MOSCOW (MRC) -- Kazakhstan has suspended its oil exports to China after contamination was found in crude supplied by a Kazakh producer less than a year after a "dirty oil" crisis broke in neighboring Russia, reported Reuters.
Oil exports to China have been suspended because of high content of organic chloride, the Kazakh energy ministry said on Wednesday.
CNPC Aktobemunaigas, a Kazakh subsidiary of Chinese energy group CNPC, has been cut off from the Central Asian nation’s oil pipelines since Jan. 16, pipeline operator Kaztransoil said on Wednesday.
Unlike the Druzhba pipeline problems in April last year, when 5 million tonnes of oil were contaminated with organic chlorides, the origin this time was Kazakh oilfields, though the volume affected remains unclear.
Kazakh oil exports to China will be resumed after the issue with CNPC Aktobemunaigas oil quality is fixed, the Kazakh energy ministry said.
CNPC Aktobemunaigas did not reply immediately to a request for a comment.
Kaztransoil has also reviewed shipment plans for the Shymkent and Pavlodar oil refineries, it said without providing any details on volumes.
The impact in terms of volume does not seem to be considerable, given that the Pavlodar refinery has been running close to 100,000 bpd, said Florian Thaler, strategist and chief executive at consultancy OilX.
Tests of crude oil in the Kazakh pipeline system carried out this week showed organic chloride content of 70-120 parts per million (ppm), which far exceeds a 6 ppm limit allowed in Russia and Kazakhstan.
Russian and Kazakh pipeline systems are linked, with Kazakhstan moving 15 million tonnes of oil a year via Russian ports.
Russia’s crude oil supplies to China via Kazakhstan remain unaffected.
Russian oil company Transneft (TRNF_p.MM) on Wednesday said that oil supplies to and from Kazakhstan are running as normal, the Interfax news agency reported.
CNPC Aktobemunaigas was Kazakhstan’s sixth-largest producer in 2018 with output of 4.9 million tonnes, about 4.3% of the country’s total production.
As MRC informed before, South Korea's LG Chem said in January 2016, it had decided to drop a plan to jointly build a USD4.2-billion petrochemical complex in Kazakhstan, citing a prolonged slump in oil prices and a sharp increase in facility investments.

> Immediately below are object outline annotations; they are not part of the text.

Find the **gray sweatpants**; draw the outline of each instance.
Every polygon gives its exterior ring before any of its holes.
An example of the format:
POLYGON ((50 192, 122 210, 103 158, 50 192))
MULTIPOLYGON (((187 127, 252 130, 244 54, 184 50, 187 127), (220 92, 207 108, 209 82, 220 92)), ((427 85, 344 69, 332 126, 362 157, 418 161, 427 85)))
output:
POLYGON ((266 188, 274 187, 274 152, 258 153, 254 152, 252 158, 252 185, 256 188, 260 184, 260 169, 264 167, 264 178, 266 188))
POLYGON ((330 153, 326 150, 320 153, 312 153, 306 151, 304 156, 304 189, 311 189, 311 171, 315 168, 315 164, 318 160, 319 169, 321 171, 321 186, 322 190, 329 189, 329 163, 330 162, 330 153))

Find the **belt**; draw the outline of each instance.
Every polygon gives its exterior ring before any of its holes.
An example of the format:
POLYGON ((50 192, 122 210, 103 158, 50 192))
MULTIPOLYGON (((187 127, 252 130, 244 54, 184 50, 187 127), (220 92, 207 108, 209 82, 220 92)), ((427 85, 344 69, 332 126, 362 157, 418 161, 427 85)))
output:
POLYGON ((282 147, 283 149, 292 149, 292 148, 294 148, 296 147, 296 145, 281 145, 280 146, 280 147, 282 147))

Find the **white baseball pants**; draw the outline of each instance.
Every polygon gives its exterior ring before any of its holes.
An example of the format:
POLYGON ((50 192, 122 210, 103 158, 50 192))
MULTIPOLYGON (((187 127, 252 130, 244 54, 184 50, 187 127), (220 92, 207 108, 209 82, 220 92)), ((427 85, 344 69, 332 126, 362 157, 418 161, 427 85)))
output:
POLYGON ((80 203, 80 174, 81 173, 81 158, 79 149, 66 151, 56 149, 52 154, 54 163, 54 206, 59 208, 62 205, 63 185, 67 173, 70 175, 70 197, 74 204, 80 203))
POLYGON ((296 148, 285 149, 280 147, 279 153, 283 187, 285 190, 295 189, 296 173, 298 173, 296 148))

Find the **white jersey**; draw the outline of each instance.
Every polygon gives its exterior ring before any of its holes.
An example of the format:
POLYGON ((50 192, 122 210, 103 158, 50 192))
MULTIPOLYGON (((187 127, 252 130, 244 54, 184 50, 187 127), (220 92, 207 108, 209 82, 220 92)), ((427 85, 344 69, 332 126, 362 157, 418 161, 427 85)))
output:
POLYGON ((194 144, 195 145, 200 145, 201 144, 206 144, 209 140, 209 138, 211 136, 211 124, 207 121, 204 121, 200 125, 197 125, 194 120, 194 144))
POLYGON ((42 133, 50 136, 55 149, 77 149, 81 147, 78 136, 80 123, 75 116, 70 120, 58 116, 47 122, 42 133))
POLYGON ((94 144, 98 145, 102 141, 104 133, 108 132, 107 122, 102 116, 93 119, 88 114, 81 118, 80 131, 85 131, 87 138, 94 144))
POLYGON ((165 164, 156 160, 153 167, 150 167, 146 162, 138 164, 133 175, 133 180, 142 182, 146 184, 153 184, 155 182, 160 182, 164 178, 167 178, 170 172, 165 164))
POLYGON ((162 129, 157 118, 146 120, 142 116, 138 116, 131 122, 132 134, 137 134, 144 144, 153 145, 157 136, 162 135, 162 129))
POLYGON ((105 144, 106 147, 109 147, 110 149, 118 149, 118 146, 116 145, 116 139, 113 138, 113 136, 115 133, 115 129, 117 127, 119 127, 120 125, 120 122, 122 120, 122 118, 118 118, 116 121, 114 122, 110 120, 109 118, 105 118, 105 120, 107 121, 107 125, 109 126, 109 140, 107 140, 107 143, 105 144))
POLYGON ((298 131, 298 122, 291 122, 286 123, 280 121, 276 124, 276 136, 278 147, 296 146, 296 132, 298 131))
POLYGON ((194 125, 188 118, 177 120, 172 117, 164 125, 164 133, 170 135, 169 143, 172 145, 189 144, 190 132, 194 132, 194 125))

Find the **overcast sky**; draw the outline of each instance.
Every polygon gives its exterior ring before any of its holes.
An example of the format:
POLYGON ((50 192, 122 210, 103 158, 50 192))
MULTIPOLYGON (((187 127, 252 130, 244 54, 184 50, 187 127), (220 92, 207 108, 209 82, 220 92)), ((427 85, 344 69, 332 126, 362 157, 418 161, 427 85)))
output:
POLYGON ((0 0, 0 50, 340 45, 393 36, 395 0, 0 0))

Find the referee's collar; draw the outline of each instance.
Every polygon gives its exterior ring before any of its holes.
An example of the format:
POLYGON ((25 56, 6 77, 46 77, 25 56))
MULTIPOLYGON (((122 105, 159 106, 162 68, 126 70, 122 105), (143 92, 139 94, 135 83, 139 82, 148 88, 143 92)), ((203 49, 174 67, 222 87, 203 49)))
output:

In 2011, the chemical company said it would construct the complex near the western Kazakh city of Atyrau as part of a 50-50 joint venture with two Kazakh companies. The plan involved building ethylene and polyethylene plants with annual capacities of 840,000 tonnes and 800,000 tonnes, respectively. The project was announced in 2013.
Ethylene and propylene are feedstocks for producing PE and polypropylene (PP).
According to MRC's ScanPlast report, Russia's estimated PE consumption totalled 1,904,410 tonnes in the first eleven months of 2019, up by 6% year on year. Shipments of all PE grades increased. PE shipments increased from both domestic producers and foreign suppliers. The PP consumption in the Russian market was 1,161,830 tonnes in January-November 2019, up by 7% year on year. Deliveries of all grades of propylene polymers increased, with the homopolymer PP segment accounting for the largest increase.